Comme la version de Troilo, celle de Lorenzo commence par un bandonéon qui « démarre ». Les arrangements sont assez proches de ceux de Troilo. À 1 : 19 commence Bermúdez, sa voix est magnifique, plus chaude que celle de Fiorentino, c’est une superbe version, injustement estompée, à mon avis par celle de Troilo qui ne lui est pas sensiblement supérieure. À 2 : 25, vous noterez le changement de tonalité et même de mode, la musique passe en mode mineur (voir le petit cours de musique à propos de Lágrimas y sonrisas).

Par la suite, le thème a été repris à différentes reprises, par des chanteurs plutôt versés du côté folklore, ou par d’autres du côté chanson, mais l’aspect dans n’a plus été mis en valeur par des versions équivalentes à celles de Troilo ou de Laurenz. J’en cite cependant quelques-unes, intéressantes par différents aspects.

Temblando 1976 Rubén Juárez.

Des petits moments de rappel de vals criollo, au milieu d’une interprétation sous forme de chanson. Comme beaucoup de chansons en valse, cette version reste dansable, au moins pour les danseurs qui ne sont pas trop puristes.

Temblando 1976 — Rubén Juárez (a Capela).

Le mêmechanteur, mais cette fois dans le périlleux exercice du chant a capela. Là, pas du tout question de danser…

Temblando 1995 — Canta Luis Cardei.

Pour terminer en douceur, une version d’inspiration criolla. Malgré sa très courte carrière (6 ans, Luis Cardei a produit trois disques et chanté dans le film La Nube (1998) de Fernando Solanas, basé sur la pièce de théâtre Rojos globos rojos d’Eduardo Pavlovsky. Le film débute sur des vues de Buenos Aires où tout va à l’envers (les voitures et les piétons, sauf un, reculent, la suite est peut-être moins intéressante, à tous les points de vue, sauf pour les fans de Solanas…).

Adios Argentina 1930-03-20 — Orquesta Típica Victor

Gerardo Hernán Matos Rodríguez Letra: Fernando Silva Valdés

Je suis dans l’avion qui m’éloigne de mon Argentine pour l’Europe. La coïncidence de date fait que je me devais le choisir comme tango du jour. Il y a un siècle, les musiciens, danseurs et chanteurs argentins s’ouvrirent, notamment à Paris, les portes du succès. Un détail amusant, les auteurs de ce titre sont Uruguayens, Gerardo Hernán Matos Rodríguez, l’auteur de la Comparsita et Fernando Silva Valdès…
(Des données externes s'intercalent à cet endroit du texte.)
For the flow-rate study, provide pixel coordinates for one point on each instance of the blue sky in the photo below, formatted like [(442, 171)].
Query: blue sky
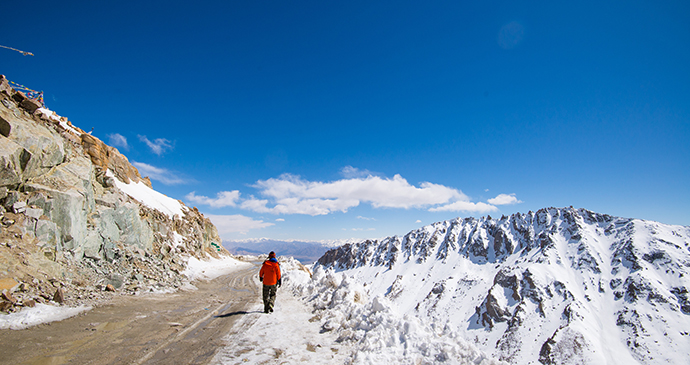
[(319, 120)]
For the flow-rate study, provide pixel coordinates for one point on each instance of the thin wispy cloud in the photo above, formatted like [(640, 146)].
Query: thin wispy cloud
[(162, 175), (290, 194), (158, 145), (118, 140), (222, 199), (227, 224)]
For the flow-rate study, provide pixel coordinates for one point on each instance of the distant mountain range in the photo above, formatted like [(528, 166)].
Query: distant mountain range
[(304, 251), (556, 286)]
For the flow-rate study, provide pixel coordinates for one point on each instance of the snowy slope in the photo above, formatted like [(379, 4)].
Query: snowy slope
[(556, 286)]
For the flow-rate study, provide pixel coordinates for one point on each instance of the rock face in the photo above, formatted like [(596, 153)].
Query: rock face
[(556, 286), (65, 223)]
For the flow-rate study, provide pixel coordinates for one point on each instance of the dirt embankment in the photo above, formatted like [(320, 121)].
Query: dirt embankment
[(181, 328)]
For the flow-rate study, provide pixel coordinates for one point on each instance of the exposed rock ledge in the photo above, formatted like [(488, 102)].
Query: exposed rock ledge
[(68, 234)]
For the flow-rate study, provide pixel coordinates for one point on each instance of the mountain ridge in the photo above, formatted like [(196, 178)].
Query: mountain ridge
[(559, 285)]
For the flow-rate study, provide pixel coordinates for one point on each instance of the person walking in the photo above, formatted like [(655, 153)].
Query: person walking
[(270, 276)]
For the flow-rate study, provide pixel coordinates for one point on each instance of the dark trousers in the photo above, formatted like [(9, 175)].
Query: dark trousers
[(269, 297)]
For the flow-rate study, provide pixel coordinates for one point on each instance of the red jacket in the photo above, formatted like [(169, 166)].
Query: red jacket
[(270, 272)]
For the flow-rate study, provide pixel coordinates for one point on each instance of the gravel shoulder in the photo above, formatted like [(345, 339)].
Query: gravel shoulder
[(187, 327)]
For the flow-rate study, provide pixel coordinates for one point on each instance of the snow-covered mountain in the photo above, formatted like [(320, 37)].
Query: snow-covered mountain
[(559, 285)]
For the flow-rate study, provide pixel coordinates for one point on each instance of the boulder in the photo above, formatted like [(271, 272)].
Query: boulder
[(8, 296), (8, 284), (59, 296), (5, 127), (13, 160)]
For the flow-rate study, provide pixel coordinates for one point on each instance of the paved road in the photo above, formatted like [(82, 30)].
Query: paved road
[(180, 328)]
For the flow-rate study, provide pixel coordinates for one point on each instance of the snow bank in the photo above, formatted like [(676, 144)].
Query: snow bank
[(41, 313), (212, 268), (51, 115), (376, 329), (149, 197), (330, 319)]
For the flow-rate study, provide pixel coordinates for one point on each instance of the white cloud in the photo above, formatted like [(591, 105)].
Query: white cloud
[(222, 199), (165, 176), (236, 223), (465, 206), (290, 194), (118, 140), (158, 146), (350, 172), (293, 195), (504, 199)]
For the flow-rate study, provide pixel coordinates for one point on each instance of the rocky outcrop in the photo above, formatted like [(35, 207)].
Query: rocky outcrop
[(559, 285), (65, 225)]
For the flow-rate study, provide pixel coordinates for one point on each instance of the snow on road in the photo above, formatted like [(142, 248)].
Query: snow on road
[(328, 319)]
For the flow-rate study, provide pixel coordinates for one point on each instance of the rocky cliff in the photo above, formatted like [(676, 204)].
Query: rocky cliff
[(69, 232), (556, 286)]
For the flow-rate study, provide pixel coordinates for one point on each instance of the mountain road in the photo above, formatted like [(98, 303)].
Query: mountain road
[(186, 327)]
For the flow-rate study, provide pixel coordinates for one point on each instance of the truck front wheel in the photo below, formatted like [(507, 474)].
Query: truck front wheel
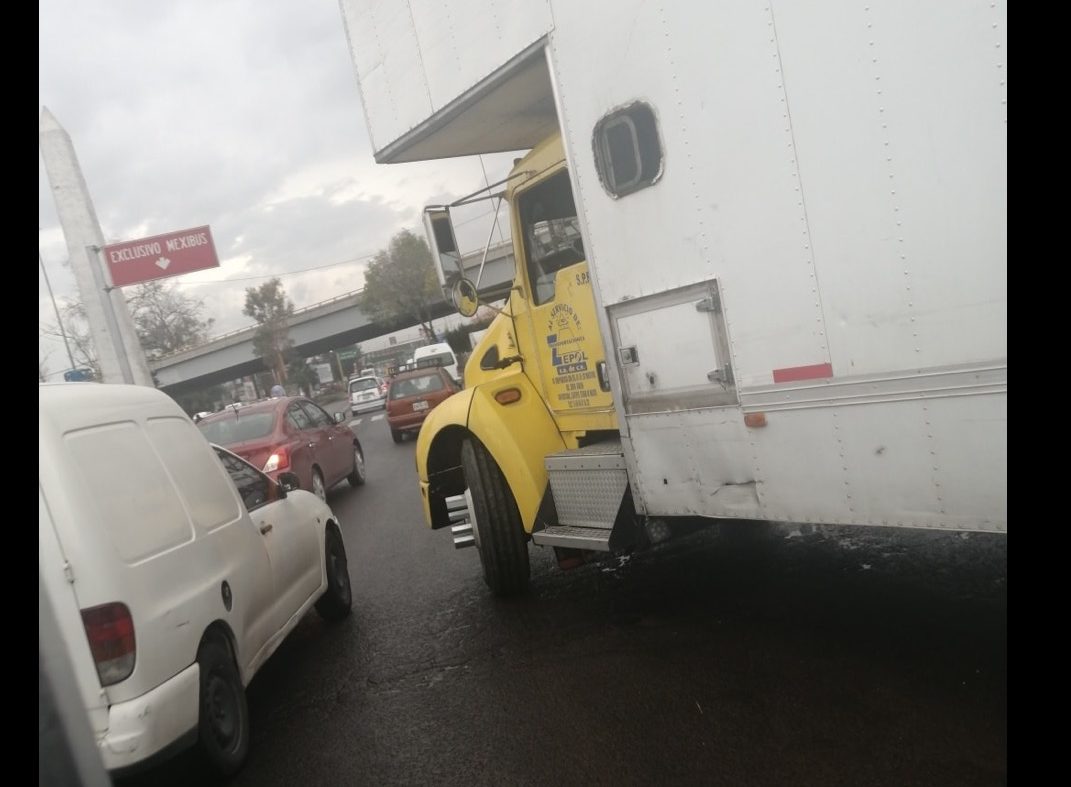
[(500, 538)]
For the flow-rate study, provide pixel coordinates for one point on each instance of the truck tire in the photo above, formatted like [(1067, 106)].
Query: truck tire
[(500, 536), (223, 726)]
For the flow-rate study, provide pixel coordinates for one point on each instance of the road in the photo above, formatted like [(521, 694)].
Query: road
[(736, 655)]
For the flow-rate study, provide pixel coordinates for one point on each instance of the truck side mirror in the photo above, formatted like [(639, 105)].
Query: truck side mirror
[(445, 252), (465, 298)]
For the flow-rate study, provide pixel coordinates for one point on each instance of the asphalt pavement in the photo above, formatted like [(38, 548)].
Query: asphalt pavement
[(742, 654)]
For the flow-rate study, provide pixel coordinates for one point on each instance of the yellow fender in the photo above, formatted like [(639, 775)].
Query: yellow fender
[(517, 435)]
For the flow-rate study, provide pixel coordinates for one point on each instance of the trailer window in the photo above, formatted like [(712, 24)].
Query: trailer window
[(628, 150), (552, 233)]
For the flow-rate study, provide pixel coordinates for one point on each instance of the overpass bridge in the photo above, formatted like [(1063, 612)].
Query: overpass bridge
[(315, 329)]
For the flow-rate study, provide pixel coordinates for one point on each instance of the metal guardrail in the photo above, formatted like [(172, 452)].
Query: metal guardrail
[(236, 332)]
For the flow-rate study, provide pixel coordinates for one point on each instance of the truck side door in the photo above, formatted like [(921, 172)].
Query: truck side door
[(561, 309)]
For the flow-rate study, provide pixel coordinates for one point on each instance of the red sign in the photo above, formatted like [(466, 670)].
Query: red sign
[(161, 256)]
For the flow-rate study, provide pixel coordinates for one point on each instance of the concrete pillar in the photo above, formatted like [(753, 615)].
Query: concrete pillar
[(81, 230)]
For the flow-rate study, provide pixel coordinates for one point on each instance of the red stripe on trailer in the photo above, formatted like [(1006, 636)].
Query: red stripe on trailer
[(803, 373)]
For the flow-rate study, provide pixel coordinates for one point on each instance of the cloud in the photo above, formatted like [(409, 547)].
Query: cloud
[(244, 116)]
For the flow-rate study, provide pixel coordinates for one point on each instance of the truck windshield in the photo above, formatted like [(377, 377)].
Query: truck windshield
[(552, 233), (439, 359)]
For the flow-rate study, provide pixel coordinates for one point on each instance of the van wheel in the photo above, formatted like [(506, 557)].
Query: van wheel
[(337, 599), (357, 477), (223, 726), (500, 538)]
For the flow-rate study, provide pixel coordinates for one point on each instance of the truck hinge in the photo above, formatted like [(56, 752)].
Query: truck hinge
[(723, 375), (711, 303)]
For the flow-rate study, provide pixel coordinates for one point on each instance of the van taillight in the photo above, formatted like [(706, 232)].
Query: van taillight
[(110, 631)]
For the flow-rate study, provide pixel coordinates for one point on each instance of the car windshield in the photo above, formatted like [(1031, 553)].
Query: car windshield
[(416, 386), (238, 427), (439, 359)]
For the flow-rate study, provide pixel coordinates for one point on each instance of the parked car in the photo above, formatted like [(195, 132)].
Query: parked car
[(415, 393), (290, 434), (174, 570), (366, 393)]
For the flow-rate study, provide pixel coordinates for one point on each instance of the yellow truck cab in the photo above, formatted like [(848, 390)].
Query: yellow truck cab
[(721, 308), (537, 386)]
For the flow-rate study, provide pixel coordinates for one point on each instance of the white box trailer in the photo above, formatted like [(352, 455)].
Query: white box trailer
[(794, 220)]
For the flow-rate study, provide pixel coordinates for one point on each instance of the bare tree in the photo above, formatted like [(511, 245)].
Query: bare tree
[(76, 327), (167, 320), (401, 283), (271, 308)]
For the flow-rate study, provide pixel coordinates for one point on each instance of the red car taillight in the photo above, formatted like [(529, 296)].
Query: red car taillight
[(280, 459), (110, 632)]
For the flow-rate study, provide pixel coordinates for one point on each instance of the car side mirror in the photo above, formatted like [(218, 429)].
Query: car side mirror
[(289, 482)]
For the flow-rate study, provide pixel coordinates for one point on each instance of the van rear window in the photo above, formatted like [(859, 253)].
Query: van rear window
[(439, 359), (416, 386), (209, 496)]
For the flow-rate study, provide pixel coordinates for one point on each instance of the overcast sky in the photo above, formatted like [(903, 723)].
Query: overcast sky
[(241, 115)]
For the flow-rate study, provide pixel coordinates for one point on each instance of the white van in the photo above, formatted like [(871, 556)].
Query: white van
[(439, 354), (175, 570)]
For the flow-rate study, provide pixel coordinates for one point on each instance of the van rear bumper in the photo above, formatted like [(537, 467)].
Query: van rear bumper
[(145, 726)]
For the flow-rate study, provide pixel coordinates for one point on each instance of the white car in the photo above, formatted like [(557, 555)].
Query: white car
[(175, 570), (366, 393)]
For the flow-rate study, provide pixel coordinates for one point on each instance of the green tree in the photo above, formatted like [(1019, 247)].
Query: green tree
[(271, 308), (303, 375), (166, 319), (400, 283)]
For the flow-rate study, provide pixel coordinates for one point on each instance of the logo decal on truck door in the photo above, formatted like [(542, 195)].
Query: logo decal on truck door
[(564, 335)]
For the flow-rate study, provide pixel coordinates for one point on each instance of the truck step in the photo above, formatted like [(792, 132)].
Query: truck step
[(588, 484), (577, 538), (461, 523)]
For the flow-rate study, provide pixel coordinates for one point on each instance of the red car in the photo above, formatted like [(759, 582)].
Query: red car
[(413, 394), (290, 435)]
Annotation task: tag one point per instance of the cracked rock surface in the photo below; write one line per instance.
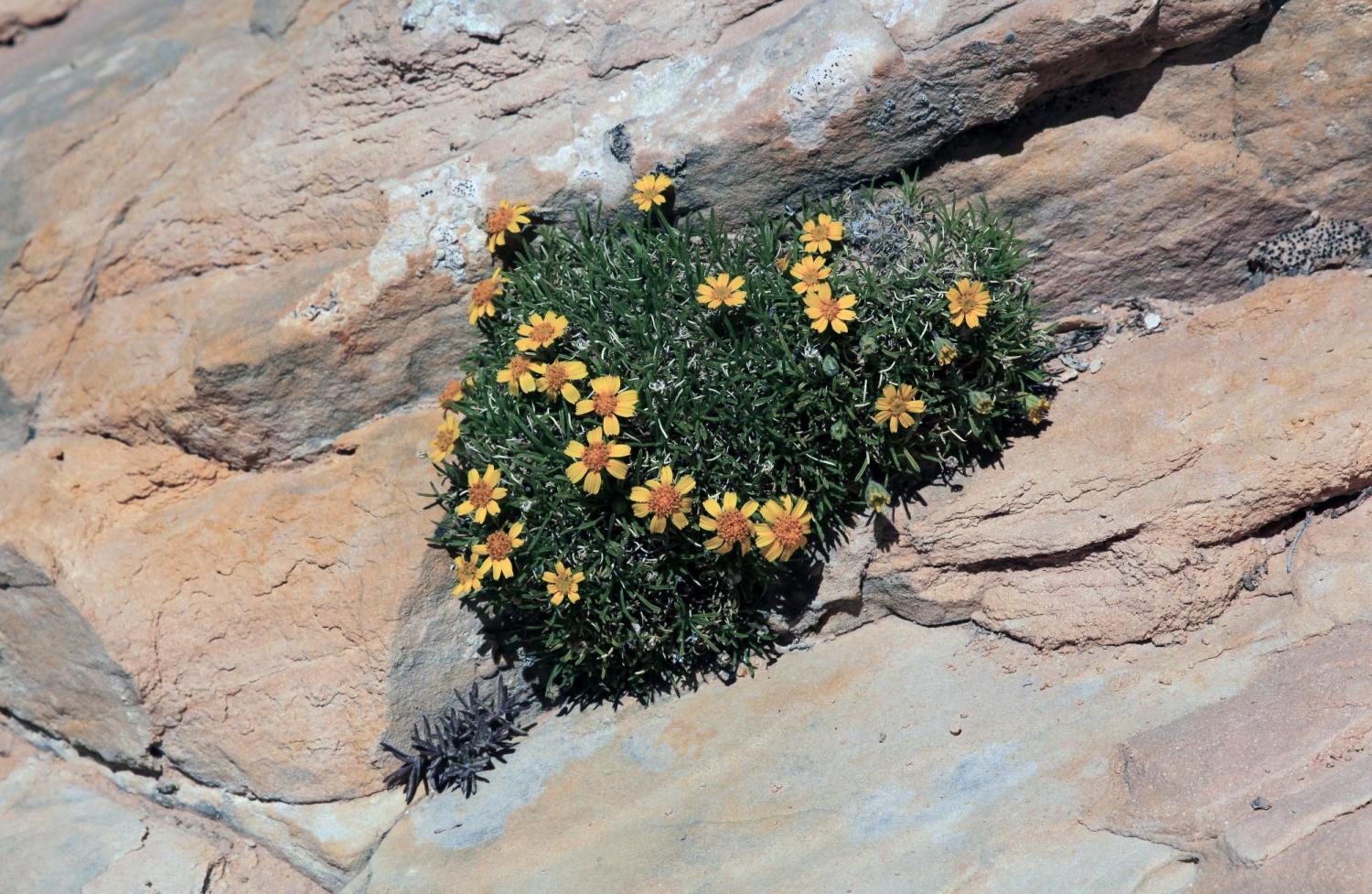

Ce titre peut ouvrir la piste à de très nombreux sujets. Pas question de les traiter tous. Je liquide rapidement celui de l’histoire contée dans ce tango, d’autant plus que cette version est instrumentale. C’est un gars de la campagne qui s’est fait voler sa belle par un sale type et qui a donc décidé de se faire la belle (s’en aller) en quittant l’Argentine. « Adios Argentina ».
Il se peut qu’il se retourne en Uruguay, ce qui serait logique quand on connaît la nostalgie des originaires de la Province de l’Est (voir par exemple, Felicia écrit par Carlos Mauricio Pacheco).
Dans le cas présent, j’ai préféré imaginer qu’il va en Europe. Il dit dans la chanson qu’il cherche d’autres terres, et un autre soleil, ce n’est donc sans doute pas le Sol de Mayo qui est commun, quoique d’aspect différent sur les deux drapeaux.

Les voyages transatlantiques des musiciens de tango

Le début du vingtième siècle jusqu’en 1939 a vu de nombreux musiciens et chanteurs argentins venir tenter leur chance en Europe.
Parmi eux, en vrac :
Alfredo Eusebio Gobbi et sa femme Flora Rodriguez, Angel Vidollo, Eduardo Arolas, Enrique Saborido, Eduardo Bianco, Juan Bautista Deambroggio (Bachicha) et son fils Tito, les frères Canaro, Carlos Gardel, Vicente Loduca, Manuel Pizarro, José Ricardo, José Razzano, Mario Melfi, Víctor Lomuto, Genaro Espósito, Celestino Ferrer, Eduardo Monelos, Horacio Pettorossi…
La liste est interminable, je vous en fais grâce, mais nous en parlerons tout au long des anecdotes de tango. Sachez seulement que selon l’excellent site « La Bible tango », 345 orchestres ont été répertoriés, chaque orchestre comptant plusieurs musiciens. Même si tous n’étaient pas Argentins ou Uruguayens de naissance, ils ont donné dans la mode « Tango ». Pour en savoir plus, vous pouvez consulter l’excellent site de Dominique Lescarret (dit el Ingeniero « Une histoire du tango »)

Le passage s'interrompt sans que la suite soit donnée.